In short, ISO 27001 is the standard for implementing an Information Security Management System (ISMS) that companies are certified against. It details what organisations must implement in order to have an ISMS that meets the requirements of ISO 27001. To broadly generalise, ISO 27002 and a number of other standards in the same 27000 family, can be considered to be supporting documents to ISO 27001, giving guidance and advice on the implementation.
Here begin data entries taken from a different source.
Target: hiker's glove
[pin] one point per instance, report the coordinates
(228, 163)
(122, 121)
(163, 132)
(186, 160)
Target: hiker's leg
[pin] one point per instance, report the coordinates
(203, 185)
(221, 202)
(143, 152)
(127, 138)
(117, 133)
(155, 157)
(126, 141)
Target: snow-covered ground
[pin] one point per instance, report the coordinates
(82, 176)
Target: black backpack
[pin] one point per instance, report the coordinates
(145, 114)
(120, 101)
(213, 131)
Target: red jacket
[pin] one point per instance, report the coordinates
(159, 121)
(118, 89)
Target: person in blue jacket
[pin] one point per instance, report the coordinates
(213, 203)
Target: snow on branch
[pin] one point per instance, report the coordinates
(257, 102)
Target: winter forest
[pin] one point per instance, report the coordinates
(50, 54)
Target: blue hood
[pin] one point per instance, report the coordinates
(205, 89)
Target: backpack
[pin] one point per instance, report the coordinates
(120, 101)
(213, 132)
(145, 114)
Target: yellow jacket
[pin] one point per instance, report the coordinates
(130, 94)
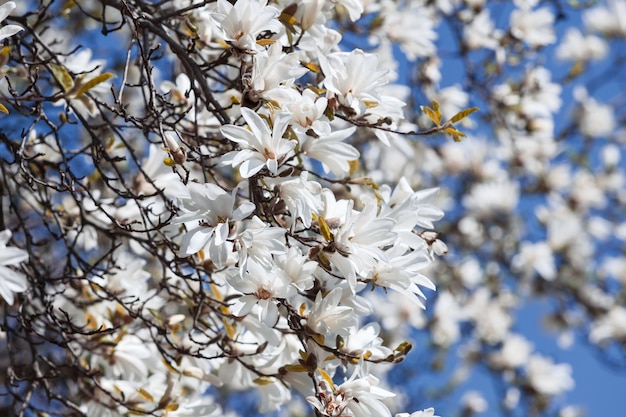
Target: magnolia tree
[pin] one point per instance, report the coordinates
(202, 199)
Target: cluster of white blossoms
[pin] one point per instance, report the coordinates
(243, 202)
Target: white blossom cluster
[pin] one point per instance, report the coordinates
(248, 205)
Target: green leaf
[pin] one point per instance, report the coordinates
(463, 114)
(433, 114)
(62, 76)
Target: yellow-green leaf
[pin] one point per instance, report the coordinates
(326, 377)
(463, 114)
(171, 407)
(354, 165)
(263, 380)
(145, 394)
(432, 115)
(265, 42)
(295, 368)
(62, 76)
(312, 66)
(98, 79)
(324, 229)
(452, 131)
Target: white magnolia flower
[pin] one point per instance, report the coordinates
(328, 317)
(244, 20)
(353, 78)
(7, 30)
(547, 378)
(358, 397)
(262, 147)
(536, 28)
(331, 150)
(11, 281)
(302, 198)
(274, 70)
(594, 119)
(211, 209)
(429, 412)
(261, 287)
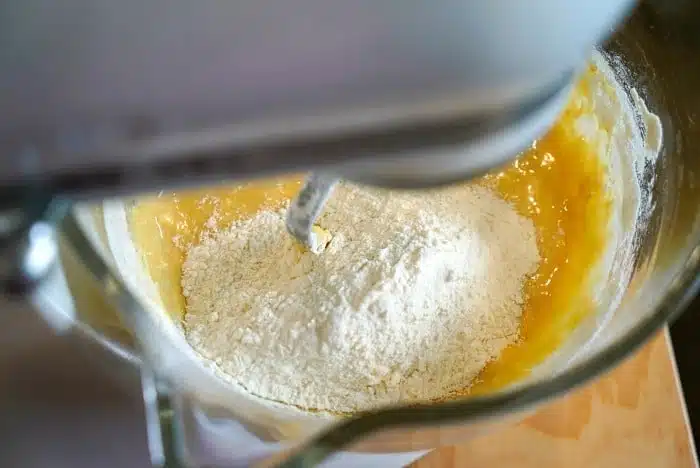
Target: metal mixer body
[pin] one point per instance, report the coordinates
(104, 98)
(108, 98)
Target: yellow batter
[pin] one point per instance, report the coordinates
(559, 183)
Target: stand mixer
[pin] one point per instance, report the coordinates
(106, 99)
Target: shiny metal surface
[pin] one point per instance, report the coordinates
(306, 207)
(664, 58)
(101, 96)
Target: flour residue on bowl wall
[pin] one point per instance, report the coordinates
(580, 185)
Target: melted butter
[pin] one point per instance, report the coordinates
(559, 183)
(164, 227)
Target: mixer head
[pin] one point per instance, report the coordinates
(103, 98)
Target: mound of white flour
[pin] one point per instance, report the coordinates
(412, 297)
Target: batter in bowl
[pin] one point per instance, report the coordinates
(562, 186)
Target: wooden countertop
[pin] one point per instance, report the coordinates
(633, 416)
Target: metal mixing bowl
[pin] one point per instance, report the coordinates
(661, 49)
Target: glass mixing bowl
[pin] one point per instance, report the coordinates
(661, 49)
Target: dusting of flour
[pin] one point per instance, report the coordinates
(412, 297)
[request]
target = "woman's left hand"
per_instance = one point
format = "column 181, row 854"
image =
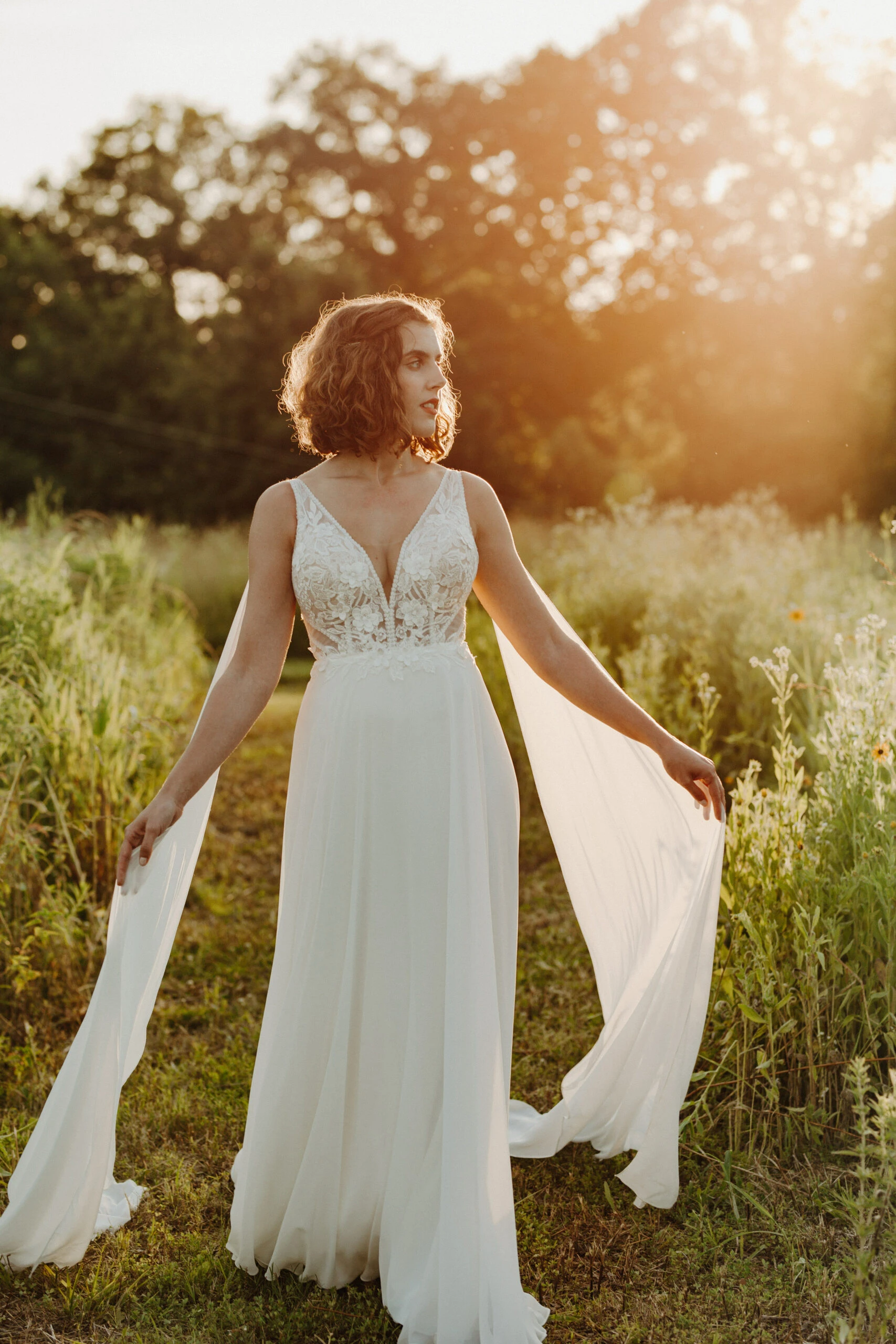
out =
column 695, row 773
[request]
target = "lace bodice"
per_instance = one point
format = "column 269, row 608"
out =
column 340, row 596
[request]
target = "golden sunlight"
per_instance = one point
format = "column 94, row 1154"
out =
column 849, row 37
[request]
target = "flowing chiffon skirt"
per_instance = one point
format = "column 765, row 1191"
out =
column 376, row 1132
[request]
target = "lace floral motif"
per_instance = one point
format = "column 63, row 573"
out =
column 342, row 600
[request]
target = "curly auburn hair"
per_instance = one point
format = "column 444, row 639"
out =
column 342, row 385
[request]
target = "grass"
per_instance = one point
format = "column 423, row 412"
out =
column 775, row 1232
column 749, row 1253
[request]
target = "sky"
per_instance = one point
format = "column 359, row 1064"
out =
column 71, row 66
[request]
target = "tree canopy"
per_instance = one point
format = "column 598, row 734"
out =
column 667, row 262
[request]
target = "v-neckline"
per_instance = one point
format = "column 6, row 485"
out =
column 387, row 601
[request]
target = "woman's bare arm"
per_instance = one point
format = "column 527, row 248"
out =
column 508, row 594
column 248, row 685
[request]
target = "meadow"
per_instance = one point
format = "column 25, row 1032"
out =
column 770, row 647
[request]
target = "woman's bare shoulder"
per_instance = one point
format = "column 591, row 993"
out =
column 275, row 512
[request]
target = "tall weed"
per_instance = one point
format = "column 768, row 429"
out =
column 100, row 667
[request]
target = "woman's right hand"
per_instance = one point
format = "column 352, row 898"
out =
column 145, row 830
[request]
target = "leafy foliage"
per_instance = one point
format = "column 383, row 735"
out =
column 660, row 260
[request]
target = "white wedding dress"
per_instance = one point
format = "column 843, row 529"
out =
column 379, row 1131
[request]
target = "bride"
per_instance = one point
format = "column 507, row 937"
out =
column 379, row 1131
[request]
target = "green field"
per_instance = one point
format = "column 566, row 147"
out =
column 777, row 1234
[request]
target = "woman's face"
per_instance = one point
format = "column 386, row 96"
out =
column 421, row 378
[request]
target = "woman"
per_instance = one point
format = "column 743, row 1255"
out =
column 376, row 1140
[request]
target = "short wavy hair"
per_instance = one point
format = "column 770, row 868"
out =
column 342, row 385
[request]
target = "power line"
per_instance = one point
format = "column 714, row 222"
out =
column 151, row 429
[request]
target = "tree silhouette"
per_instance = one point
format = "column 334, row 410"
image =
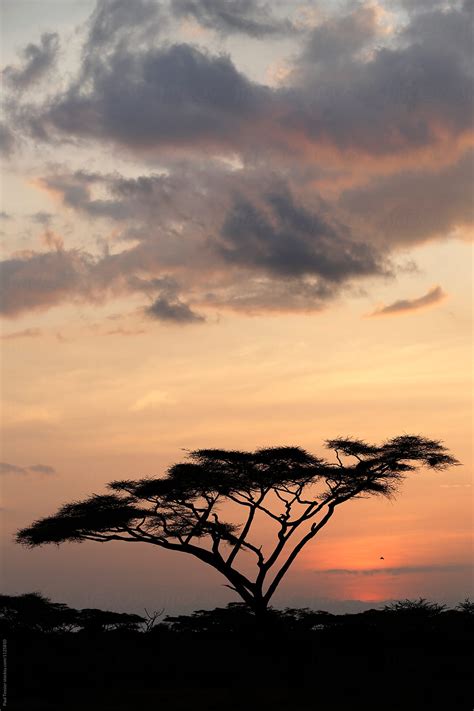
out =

The formal titles of the two standards are as follows:
- ISO 27001:2013 Information security management systems — requirements
- ISO 27002:2013 Code of practice for information security controls
In full, whilst ISO 27001 compliance is commonly discussed, there are a number of other standards in the ISO27000 family, that help provide ISO 27001 implementation guidance. ISO 27002 is the most well known of these. To put it another way, ISO 27002 is implementation guidance for ISO 27001– it helps organisations consider what they need to put in place to meet the requirements of ISO 27001. It is worth reading ISO 27002 to see typical ways that a requirement of 27001 could be satisfied. An auditor may well show you the implementation guidance in 27002 if discussing how a gap in compliance might be addressed. Key points are:
- A company cannot be certified to ISO 27002. It is only a guidance document. The company is certified against 27001.
- Compliance with ISO 27002 may not mean much, as it would be very costly to comply to all the implementation guidance; alternatively picking and choosing which guidance to use without the risk assessment and management included with ISO 27001 makes it meaningless. Compliance with 27001 makes more sense, however this would be without certification from a Certification Body that would do regular audits and is audited themselves.
So if you see a company stating they are complaint to ISO 27002, offering ISO 27002 compliance audits, or even offering ISO 27002 training, consider caution, since in all but perhaps niche training scenarios ISO 27001 would be the expected standard and it may indicate a lack of understanding.
Note that ISO 27002 is not the only useful accompaniment for organisations implementing ISO 27001. Some highlights from the 27000 family are listed below:
- 27003 discusses the design and implementation of the ISMS.
- 27004 gives guidelines to asses how well the ISMS implemented in 27001 is performing, which assists with the 27001 requirement that the performance of the ISMS be assessed (section 9).
- 27005 describes risk management methods. One of the core concepts of 27001 is identifying risks (section 6) and then matching controls to the risks faced.
- 27007 advises on how to satisfy the audit conditions of ISO 27001 (section 9.2).
- 27008 gives details on how to assess controls.
- 27009 gives specific industry sector advice on how to implement specific controls.
Note that there are many other documents in this family, but the above are likely to be the ones most useful to the majority of organisations.
So in summary, if you receive advice to obtain a copy of both 27001 and 27002, it is not two separate certification standards, but one certification standard and an accompanying guidance document.